Los carros chocolate

Por Juan Manuel Hernández Niebla

“De la legalidad solo puede salir el supremo bien”, Platón

Previendo la entrada en vigor del TLC en la importación de autos usados, en 2005 se publicó un decreto que prohibía la importación de aquellos con más de 10 años de antigüedad, elevando el arancel al 10% de valor de mercado (no de factura), y eliminando la exención del IVA en la importación.

Este decreto se originó también por presiones de la industria de automóviles nuevos, que responsabilizaba a la de autos usados por su falta de crecimiento.

La medida acabó prácticamente con los lotes de autos usados en la frontera, abriendo al mismo tiempo la pauta para la importación ilegal y masiva de vehículos chatarra, conocidos coloquialmente como “carros chocolate”.

Los “chocolate” generan una competencia desleal debido a que no pagan importación, placas y tenencia, donde por su anonimato pueden ser usados para delinquir, y en el caso de un accidente vial, al no portar seguro y debido a su bajo costo, son abandonados dejando indefensas a las víctimas.
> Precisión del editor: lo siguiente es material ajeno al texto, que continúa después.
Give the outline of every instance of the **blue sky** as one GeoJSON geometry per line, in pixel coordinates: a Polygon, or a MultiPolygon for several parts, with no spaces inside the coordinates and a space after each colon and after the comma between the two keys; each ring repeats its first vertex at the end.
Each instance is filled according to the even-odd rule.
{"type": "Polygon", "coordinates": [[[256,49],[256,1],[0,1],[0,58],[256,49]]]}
El número de carros chocolate se ha visto incrementado igualmente por falta de un transporte público digno, particularmente en Tijuana, donde cierto sector social prefiere tomar riesgos e “invertir” en un carro de este tipo, entendiendo que si bien corren el riesgo de que les sea decomisado, no lo pueden revender legalmente y las aseguradoras no les dan cobertura, es más económico que gastar la mitad de su sueldo y de su día usando un transporte público caro, ineficiente y malo.

Según datos de la FGE, existen cerca de un millón de estos vehículos en México, 800 mil en la frontera, y el 60% de los delitos que se cometen se hacen en ellos.

Paralelamente, han proliferado entidades que prometen a los usuarios, mediante una cuota “módica”, un engomado que hace las veces de “permiso” para circular

Finalmente, y en conjunto con las unidades de transporte público “piratas”, los “chocolate” son mayormente responsables del caos vial de la ciudad.

El tema de los carros chocolate tomó importancia nuevamente ante el reciente anuncio del presidente López Obrador de regularizar los mismos en la frontera.

Mencionó que es común un sector poblacional los utilice debido que tienen necesidad de transportarse y no tienen el poder adquisitivo para adquirir uno legal.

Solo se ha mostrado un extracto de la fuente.